Indi-RomCoM Benchmark Evaluates LLMs

On June 29, 2026, researchers Avisha Das, Mihir Parmar, Mohana Ramnath, and Pulkit Verma introduced the Indi-RomCoM benchmark aimed at evaluating Large Language Models (LLMs) on Romanized Indic-English instructions. This benchmark is essential for understanding how well LLMs can handle code-mixed communication prevalent in multilingual communities.

Understanding Romanized Code Mixing

Romanized Code Mixing (RCM) is a form of communication where bilingual speakers fluidly blend local languages with English using Roman script. This method has become increasingly common in diverse linguistic environments. Despite the growing use of RCM, the performance of LLMs in this context remains largely unexplored.

The Indi-RomCoM benchmark addresses this gap by providing a systematic evaluation framework that includes seven instruction-following tasks across four widely spoken Indic languages. The benchmark also incorporates three levels of controlled code-mixing intensity, allowing for a comprehensive assessment of LLM capabilities.

Performance Evaluation of LLMs

The researchers conducted extensive evaluations of various LLMs, including proprietary, open-weight, and Indic-focused models. These evaluations were carried out under zero- and few-shot settings. The findings revealed that LLMs consistently underperform when handling RCM instructions, with performance deterioration correlating with increased code-mixing density.

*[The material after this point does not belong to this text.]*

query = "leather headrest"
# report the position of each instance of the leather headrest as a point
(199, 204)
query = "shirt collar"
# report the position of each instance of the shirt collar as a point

Interestingly, the study noted that reasoning tasks exhibited less performance degradation compared to detection tasks, such as toxicity detection. The generated explanations provided necessary context, helping to mitigate some of the challenges faced by LLMs in processing code-mixed content.

Implications for Multilingual Systems

The introduction of the Indi-RomCoM benchmark is a significant step towards the development of inclusive multilingual systems. By facilitating evaluations that consider the unique challenges posed by RCM, the research aims to foster improvements in LLM performance across diverse language settings.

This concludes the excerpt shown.